Sociedad

Al New York Times le ha salido al revés su campaña contra el Papa

Publicado en Religión.

“El apoyo al Pontifice entre los lectores del New York Times ha pasado del 23% al 45%.

Joaquín Navarro-Valls se licenció en Medicina en 1961 y en Periodismo siete años después. Fue portavoz de la Santa Sede de 1984 a 2006. Acaba de publicar una colección de comentarios de actualidad titulada Recuerdos y reflexiones (Plaza y Janés). Con motivo de la presentación de este libro en España los periódicos La Geceta, El mundo y La Razón publicaron sendas entrevistas que ofrecemos recopiladas

- Su libro Recuerdos y reflexiones (Plaza & Janés) gira en torno a la figura de Juan Pablo II. ¿Ha sido y es su ídolo, sólo por detrás de Dios y de San Josemaría?

- Ídolo no es la palabra. Es una persona que admiro, que he querido muchísimo. Por supuesto, por detrás de Dios y, probablemente, de mi padre. San Josemaría me ayuda a descubrir mi vocación y el Papa, a hacerla histórica. Al Papa Wojtyla le debo algo desconcertante: que me haya llamado a su lado y me haya abierto las puertas no sólo de su trabajo, sino de su corazón.

-¿Existe una campaña contra la Iglesia, por los casos de pederastia?
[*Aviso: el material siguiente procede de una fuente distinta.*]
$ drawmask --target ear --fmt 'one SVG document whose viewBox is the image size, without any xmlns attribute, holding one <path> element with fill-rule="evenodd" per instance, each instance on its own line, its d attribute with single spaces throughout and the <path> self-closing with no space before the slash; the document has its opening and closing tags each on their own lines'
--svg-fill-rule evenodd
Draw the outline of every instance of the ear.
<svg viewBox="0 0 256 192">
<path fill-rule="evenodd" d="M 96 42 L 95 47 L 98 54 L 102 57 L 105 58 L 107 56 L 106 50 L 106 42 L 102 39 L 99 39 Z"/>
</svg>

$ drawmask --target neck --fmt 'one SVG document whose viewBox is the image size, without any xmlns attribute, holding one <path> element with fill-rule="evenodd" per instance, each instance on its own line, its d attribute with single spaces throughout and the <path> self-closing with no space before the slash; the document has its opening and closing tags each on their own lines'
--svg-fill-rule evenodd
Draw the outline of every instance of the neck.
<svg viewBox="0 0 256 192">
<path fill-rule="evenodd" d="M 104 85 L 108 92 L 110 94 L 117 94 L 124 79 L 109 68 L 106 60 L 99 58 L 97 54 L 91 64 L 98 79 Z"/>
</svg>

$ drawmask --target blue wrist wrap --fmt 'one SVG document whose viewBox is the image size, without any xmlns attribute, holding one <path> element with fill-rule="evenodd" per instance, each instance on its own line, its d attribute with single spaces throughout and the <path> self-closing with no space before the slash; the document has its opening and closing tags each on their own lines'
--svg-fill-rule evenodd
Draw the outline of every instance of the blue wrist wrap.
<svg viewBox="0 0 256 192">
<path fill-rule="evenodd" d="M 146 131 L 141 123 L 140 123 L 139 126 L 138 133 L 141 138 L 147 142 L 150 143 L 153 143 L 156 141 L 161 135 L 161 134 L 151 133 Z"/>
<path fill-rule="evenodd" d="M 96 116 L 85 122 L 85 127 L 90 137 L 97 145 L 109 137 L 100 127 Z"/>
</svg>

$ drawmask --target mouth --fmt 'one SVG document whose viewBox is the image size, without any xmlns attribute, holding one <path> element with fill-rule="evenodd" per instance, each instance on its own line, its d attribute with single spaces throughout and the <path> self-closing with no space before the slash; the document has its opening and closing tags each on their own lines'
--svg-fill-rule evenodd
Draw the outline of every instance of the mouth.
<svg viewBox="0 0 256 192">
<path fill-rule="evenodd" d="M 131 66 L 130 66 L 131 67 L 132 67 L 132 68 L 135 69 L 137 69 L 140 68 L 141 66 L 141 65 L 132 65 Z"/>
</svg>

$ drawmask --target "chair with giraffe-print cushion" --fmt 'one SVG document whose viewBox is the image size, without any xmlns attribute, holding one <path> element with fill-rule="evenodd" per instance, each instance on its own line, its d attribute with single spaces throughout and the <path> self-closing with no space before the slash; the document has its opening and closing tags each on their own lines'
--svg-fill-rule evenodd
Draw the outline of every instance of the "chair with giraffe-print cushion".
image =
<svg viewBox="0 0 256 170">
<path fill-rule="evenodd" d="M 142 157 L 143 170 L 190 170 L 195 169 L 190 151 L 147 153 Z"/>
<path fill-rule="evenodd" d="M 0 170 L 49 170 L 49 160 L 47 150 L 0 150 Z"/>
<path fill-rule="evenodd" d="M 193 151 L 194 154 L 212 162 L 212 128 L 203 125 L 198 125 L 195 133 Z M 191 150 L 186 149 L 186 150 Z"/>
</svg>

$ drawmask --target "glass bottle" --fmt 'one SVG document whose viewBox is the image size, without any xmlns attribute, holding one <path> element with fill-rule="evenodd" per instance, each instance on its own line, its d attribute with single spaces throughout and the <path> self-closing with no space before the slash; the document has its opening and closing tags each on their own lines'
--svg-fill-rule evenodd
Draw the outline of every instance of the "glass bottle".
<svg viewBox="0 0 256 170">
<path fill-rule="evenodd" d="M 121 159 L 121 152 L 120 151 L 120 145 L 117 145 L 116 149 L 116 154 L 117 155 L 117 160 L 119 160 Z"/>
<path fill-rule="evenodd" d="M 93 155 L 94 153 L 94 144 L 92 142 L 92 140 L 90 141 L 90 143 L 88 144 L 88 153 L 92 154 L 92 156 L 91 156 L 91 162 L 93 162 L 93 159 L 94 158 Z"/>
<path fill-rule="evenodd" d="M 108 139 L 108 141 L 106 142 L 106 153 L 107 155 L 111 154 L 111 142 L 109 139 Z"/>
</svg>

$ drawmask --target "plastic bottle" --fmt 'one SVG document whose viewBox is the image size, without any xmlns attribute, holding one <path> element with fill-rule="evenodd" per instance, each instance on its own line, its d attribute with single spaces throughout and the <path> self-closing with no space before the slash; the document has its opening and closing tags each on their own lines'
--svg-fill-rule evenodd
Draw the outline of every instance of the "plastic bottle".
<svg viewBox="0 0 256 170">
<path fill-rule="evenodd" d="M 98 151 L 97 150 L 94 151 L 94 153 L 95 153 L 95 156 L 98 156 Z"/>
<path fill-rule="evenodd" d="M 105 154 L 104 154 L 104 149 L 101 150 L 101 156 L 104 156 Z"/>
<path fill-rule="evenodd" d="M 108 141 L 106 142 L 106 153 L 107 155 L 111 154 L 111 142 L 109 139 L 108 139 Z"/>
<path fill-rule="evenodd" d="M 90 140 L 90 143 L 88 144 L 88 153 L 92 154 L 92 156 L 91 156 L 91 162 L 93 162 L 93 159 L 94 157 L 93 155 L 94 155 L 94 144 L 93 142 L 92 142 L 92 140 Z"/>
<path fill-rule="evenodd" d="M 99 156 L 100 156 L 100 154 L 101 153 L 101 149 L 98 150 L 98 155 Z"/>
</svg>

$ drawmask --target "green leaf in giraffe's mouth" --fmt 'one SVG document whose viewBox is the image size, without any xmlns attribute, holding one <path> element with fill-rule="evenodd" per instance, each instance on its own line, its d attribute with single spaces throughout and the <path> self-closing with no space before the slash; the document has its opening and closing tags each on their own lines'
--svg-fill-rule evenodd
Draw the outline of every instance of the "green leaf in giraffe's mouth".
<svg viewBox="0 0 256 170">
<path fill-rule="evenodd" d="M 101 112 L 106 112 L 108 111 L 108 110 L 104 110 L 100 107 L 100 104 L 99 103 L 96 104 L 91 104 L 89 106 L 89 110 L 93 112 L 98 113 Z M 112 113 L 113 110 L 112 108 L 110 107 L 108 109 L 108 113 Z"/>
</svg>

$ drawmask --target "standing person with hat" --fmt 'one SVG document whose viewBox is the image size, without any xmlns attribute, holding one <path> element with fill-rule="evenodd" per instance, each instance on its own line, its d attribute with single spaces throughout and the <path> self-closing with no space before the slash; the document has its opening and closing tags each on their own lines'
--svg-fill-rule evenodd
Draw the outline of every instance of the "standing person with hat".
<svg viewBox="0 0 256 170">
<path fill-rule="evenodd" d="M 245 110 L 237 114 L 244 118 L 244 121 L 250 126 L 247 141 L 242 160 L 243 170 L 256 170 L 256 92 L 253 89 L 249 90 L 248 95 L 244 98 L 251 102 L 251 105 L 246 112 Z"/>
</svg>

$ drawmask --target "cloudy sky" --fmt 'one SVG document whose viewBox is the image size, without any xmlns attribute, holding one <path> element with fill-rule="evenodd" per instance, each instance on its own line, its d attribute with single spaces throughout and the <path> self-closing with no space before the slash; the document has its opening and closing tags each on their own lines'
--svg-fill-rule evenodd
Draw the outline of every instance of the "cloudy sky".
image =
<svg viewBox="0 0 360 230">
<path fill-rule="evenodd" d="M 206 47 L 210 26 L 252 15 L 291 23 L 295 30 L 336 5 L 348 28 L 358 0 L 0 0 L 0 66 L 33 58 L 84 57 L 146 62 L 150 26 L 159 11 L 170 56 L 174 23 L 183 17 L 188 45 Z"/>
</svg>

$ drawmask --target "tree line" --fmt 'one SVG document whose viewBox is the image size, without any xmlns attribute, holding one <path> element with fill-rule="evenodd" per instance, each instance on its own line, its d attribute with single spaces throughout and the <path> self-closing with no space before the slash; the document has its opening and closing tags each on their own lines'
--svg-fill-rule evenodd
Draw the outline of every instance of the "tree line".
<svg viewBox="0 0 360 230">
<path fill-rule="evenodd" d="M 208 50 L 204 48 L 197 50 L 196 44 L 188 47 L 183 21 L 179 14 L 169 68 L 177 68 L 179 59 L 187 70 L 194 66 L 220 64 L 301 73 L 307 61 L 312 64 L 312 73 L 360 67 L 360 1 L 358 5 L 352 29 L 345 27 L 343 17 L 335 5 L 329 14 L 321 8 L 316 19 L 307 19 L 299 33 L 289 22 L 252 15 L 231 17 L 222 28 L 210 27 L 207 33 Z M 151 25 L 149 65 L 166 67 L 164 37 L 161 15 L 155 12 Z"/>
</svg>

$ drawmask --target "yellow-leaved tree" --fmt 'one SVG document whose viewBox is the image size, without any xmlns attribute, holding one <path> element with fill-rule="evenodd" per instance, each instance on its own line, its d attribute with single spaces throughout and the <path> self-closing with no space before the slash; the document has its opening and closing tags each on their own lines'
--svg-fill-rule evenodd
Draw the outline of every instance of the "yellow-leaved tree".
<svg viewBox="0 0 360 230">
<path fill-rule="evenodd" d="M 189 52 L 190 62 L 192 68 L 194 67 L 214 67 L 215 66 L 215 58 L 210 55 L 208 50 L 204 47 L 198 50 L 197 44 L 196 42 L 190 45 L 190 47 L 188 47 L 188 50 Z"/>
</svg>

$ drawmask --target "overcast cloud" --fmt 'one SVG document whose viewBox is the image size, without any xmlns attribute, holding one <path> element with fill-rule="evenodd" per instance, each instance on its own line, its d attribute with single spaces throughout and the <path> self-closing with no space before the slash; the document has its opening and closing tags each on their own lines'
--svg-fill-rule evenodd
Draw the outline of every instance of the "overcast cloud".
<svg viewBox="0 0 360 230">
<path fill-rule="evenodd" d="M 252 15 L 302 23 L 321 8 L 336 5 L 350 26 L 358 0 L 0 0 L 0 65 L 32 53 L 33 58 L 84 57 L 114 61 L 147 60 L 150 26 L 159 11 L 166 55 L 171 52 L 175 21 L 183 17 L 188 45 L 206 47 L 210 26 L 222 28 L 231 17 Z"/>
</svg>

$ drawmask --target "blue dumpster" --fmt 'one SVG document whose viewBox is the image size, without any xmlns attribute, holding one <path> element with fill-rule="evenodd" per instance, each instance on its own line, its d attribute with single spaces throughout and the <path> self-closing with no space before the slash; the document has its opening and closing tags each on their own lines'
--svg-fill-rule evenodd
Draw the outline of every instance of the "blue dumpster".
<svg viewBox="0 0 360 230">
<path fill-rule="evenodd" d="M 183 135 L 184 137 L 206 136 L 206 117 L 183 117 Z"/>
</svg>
-No como tal, sino a nivel sectorial. Concretamente, en el caso del New York Times, sus jefes han perdido el equilibrio que tenían. Cuando empezaron esta campaña orientada contra el Papa y la Iglesia, ellos mismos hicieron un sondeo de opinión y entre sus lectores era favorable al Papa un modesto 23%. Después de la campaña, lo era el 45%. Algunas afirmaciones eran completamente gratuitas, desprovistas de fundamento.
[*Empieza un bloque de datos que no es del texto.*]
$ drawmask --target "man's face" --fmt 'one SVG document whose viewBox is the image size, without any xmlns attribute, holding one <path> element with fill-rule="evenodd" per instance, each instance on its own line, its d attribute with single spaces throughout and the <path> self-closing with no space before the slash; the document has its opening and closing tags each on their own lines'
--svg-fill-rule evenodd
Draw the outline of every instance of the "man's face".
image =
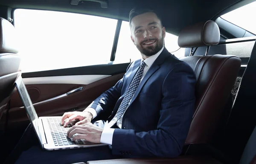
<svg viewBox="0 0 256 164">
<path fill-rule="evenodd" d="M 132 18 L 131 22 L 134 43 L 143 54 L 150 56 L 163 48 L 166 31 L 154 12 L 146 12 Z"/>
</svg>

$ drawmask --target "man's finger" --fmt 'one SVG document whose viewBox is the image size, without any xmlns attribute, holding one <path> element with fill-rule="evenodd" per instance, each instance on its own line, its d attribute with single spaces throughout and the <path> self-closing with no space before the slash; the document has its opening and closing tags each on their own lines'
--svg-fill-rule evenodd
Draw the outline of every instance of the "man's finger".
<svg viewBox="0 0 256 164">
<path fill-rule="evenodd" d="M 77 135 L 75 135 L 72 138 L 72 141 L 75 141 L 76 140 L 79 140 L 80 139 L 84 139 L 86 140 L 86 137 L 87 137 L 87 134 L 79 134 Z"/>
<path fill-rule="evenodd" d="M 62 115 L 62 117 L 61 117 L 61 125 L 63 125 L 63 124 L 64 124 L 64 121 L 65 121 L 65 119 L 68 118 L 70 116 L 70 112 L 64 113 L 64 114 Z"/>
<path fill-rule="evenodd" d="M 67 137 L 70 138 L 72 137 L 72 135 L 76 133 L 78 134 L 87 134 L 87 132 L 88 131 L 86 129 L 83 129 L 79 128 L 75 128 L 74 129 L 70 132 Z"/>
<path fill-rule="evenodd" d="M 87 119 L 84 119 L 82 121 L 80 121 L 77 122 L 76 123 L 76 125 L 82 125 L 83 124 L 85 124 L 89 123 L 89 121 L 88 121 Z"/>
<path fill-rule="evenodd" d="M 77 115 L 73 115 L 68 118 L 68 119 L 67 120 L 65 124 L 63 126 L 64 127 L 66 127 L 73 120 L 77 118 L 79 116 Z"/>
</svg>

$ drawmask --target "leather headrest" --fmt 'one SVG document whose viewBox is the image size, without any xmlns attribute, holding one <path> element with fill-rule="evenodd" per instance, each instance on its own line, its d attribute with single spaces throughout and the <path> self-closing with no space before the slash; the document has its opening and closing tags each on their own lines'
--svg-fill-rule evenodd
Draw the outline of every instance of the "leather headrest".
<svg viewBox="0 0 256 164">
<path fill-rule="evenodd" d="M 212 20 L 201 22 L 186 27 L 178 38 L 178 44 L 181 48 L 196 47 L 218 44 L 220 29 Z"/>
<path fill-rule="evenodd" d="M 0 17 L 0 53 L 18 53 L 16 36 L 13 25 Z"/>
</svg>

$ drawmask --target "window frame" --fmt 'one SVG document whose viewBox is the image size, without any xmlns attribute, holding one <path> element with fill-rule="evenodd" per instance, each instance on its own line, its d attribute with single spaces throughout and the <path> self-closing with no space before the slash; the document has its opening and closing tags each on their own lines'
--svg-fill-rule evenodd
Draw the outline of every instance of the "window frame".
<svg viewBox="0 0 256 164">
<path fill-rule="evenodd" d="M 71 12 L 61 11 L 61 10 L 49 10 L 49 9 L 44 10 L 44 9 L 42 9 L 17 8 L 13 9 L 12 10 L 12 12 L 11 12 L 12 17 L 13 18 L 13 21 L 12 22 L 12 23 L 13 24 L 13 25 L 14 26 L 15 26 L 15 17 L 14 17 L 15 11 L 16 9 L 28 9 L 28 10 L 38 10 L 38 11 L 52 11 L 52 12 L 65 12 L 67 13 L 87 15 L 90 15 L 90 16 L 93 16 L 99 17 L 102 17 L 110 18 L 110 19 L 114 19 L 114 20 L 117 20 L 117 23 L 116 24 L 116 31 L 115 31 L 115 35 L 114 36 L 114 40 L 113 40 L 113 43 L 112 45 L 112 51 L 111 51 L 111 54 L 110 55 L 110 60 L 109 60 L 110 62 L 108 64 L 103 64 L 103 65 L 112 65 L 113 63 L 113 62 L 114 62 L 115 61 L 115 56 L 116 56 L 116 49 L 117 49 L 117 46 L 118 46 L 118 40 L 119 38 L 119 35 L 120 34 L 120 32 L 121 30 L 121 26 L 122 26 L 122 22 L 123 21 L 127 21 L 127 20 L 115 19 L 115 18 L 113 18 L 108 17 L 104 17 L 104 16 L 102 16 L 102 15 L 97 15 L 96 14 L 88 14 L 88 13 L 84 13 L 75 12 Z M 170 33 L 170 34 L 172 34 L 172 33 Z M 173 34 L 172 34 L 172 35 L 173 35 Z M 177 51 L 179 49 L 176 50 L 175 51 Z M 131 62 L 131 61 L 130 61 L 129 62 L 124 63 L 123 63 L 123 64 L 129 63 Z M 120 63 L 120 64 L 122 64 L 122 63 Z M 101 65 L 102 65 L 102 64 L 101 64 Z M 77 67 L 77 68 L 83 68 L 84 67 L 87 67 L 88 66 L 93 66 L 93 66 L 80 66 Z M 30 74 L 31 73 L 32 73 L 32 74 L 34 74 L 34 73 L 36 73 L 36 72 L 52 71 L 52 70 L 56 70 L 56 71 L 58 71 L 58 70 L 59 70 L 60 69 L 76 69 L 76 68 L 77 68 L 77 67 L 70 67 L 70 68 L 69 67 L 69 68 L 58 69 L 49 69 L 49 70 L 42 70 L 42 71 L 39 71 L 29 72 L 24 72 L 24 73 L 26 74 Z"/>
</svg>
-¿Cómo lo ha llevado Benedicto XVI?

-Su gallardía, valentía y claridad están a la vista de todo el mundo. Desafío a cualquiera a que me diga una sola institución civil, política, académica o religiosa que se haya tomado la pedofilia tan en serio como la Iglesia católica. Como médico, sé que la pedofilia, en el 90% de los casos, se practica en la familia. Hay países miembros de las Naciones Unidas y respetados, que aceptan que un hombre pueda adoptar como mujer a una niña de 7 a 9 años. Eso es pedofilia, y de todo ello no se dice nada.

- ¿Benedicto XVI pasará a la historia como el Papa que limpió la Iglesia Católica de pederastia?
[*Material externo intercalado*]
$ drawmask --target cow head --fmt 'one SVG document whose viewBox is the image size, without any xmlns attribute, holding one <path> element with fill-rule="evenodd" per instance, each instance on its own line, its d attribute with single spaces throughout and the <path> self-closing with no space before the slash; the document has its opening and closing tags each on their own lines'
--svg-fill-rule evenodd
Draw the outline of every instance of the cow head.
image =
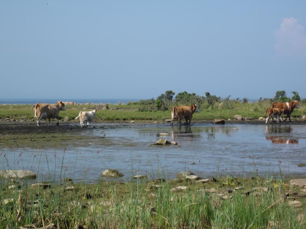
<svg viewBox="0 0 306 229">
<path fill-rule="evenodd" d="M 197 106 L 195 104 L 194 105 L 193 105 L 192 107 L 193 107 L 193 109 L 196 110 L 196 112 L 200 112 L 200 110 L 199 109 L 199 108 L 198 108 L 198 106 Z"/>
<path fill-rule="evenodd" d="M 292 107 L 293 108 L 300 108 L 300 105 L 299 105 L 299 102 L 296 101 L 293 102 Z"/>
<path fill-rule="evenodd" d="M 65 104 L 62 101 L 58 101 L 58 104 L 59 106 L 60 111 L 65 111 L 66 107 L 65 107 Z"/>
</svg>

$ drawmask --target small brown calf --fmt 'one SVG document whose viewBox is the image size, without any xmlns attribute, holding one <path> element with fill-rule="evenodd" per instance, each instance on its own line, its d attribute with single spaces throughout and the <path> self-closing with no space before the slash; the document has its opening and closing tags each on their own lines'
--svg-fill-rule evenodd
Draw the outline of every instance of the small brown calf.
<svg viewBox="0 0 306 229">
<path fill-rule="evenodd" d="M 284 109 L 279 109 L 278 108 L 267 108 L 266 110 L 266 114 L 267 114 L 266 124 L 268 123 L 268 120 L 270 117 L 272 116 L 271 117 L 273 117 L 274 115 L 276 116 L 276 122 L 278 123 L 279 121 L 279 117 L 284 114 Z"/>
</svg>

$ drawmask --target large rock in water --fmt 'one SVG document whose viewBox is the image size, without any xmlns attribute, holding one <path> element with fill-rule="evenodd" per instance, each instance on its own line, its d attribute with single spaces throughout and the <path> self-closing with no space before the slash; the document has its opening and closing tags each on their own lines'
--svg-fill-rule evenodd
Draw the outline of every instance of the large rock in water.
<svg viewBox="0 0 306 229">
<path fill-rule="evenodd" d="M 194 174 L 192 173 L 191 171 L 185 171 L 177 173 L 176 175 L 176 178 L 178 179 L 184 179 L 187 176 L 190 176 L 192 175 L 194 175 Z"/>
<path fill-rule="evenodd" d="M 168 141 L 166 139 L 159 139 L 154 144 L 151 145 L 170 145 L 171 143 Z"/>
<path fill-rule="evenodd" d="M 106 169 L 103 171 L 101 176 L 108 177 L 118 178 L 124 176 L 123 174 L 115 169 Z"/>
<path fill-rule="evenodd" d="M 235 114 L 234 115 L 234 118 L 237 120 L 242 120 L 243 119 L 243 117 L 239 114 Z"/>
<path fill-rule="evenodd" d="M 302 187 L 306 187 L 306 179 L 293 179 L 289 182 L 290 185 L 298 186 Z"/>
<path fill-rule="evenodd" d="M 225 124 L 225 121 L 224 121 L 224 119 L 222 119 L 219 118 L 214 119 L 214 121 L 212 121 L 212 123 L 214 124 Z"/>
<path fill-rule="evenodd" d="M 27 178 L 35 179 L 36 175 L 28 170 L 3 170 L 0 171 L 0 177 L 5 179 Z"/>
</svg>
- Es un tema que le ha tocado vivir y lo está realizando con una dignidad y claridad extraordinarias, y será un asunto que quedará ahí. El Papa ha tenido, en varias ocasiones, la generosidad humilde de hacer suyos errores y limitaciones que todos sabemos que no eran suyos. Pero creo que será recordado como el Papa sabio.

-¿A Juan Pablo II le costó creer lo que había pasado en Estados Unidos?

-Fue algo que salió poco a poco y se refería en su mayor parte a casos ocurridos 20 y 30 años antes. Llamó a todos los cardenales americanos para discutir en serio y ver no sólo cómo estar cerca de la víctima, sino colaborar, hacer más. Yo asistí a la reunión en Roma, porque Juan Pablo II me lo pidió.

- ¿La Historia recordará al Papa Wojtyla por encima de Reagan, Gorbachov o Castro?

- Sí. Ya ahora, pasados cinco años de su muerte, sigue presente en la vida de la gente, quizás porque ha sabido hacer simpática la virtud.

- ¿Peligra su beatificación, tocada por el tsunami de la pederastia?

- En absoluto. Y para no irnos por las ramas, citemos un caso concreto, el de Maciel. Aquellos años, en el sitio de internet de la Congregación, colgamos una carta autógrafa de Maciel que decía, más o menos: 'Sé que se me acusa de esto, de esto y de esto. Juro ante Dios que todo es falso. No me pienso defender y dejo todo en las manos de Dios. Firmado, Maciel'. Eso estuvo en la web hasta el día en que yo mismo tuve que comunicar a la opinión pública el resultado del proceso canónico contra él. Un proceso que se inicia con Juan Pablo II y se termina poco después de su muerte, dentro del primer año del pontificado de Benedicto XVI.

- ¿Luego Juan Pablo II no encubrió ni ocultó casos de pederastia?

- En absoluto. Esa acusación está histórica y objetivamente desmentida por esto que acabo de contar.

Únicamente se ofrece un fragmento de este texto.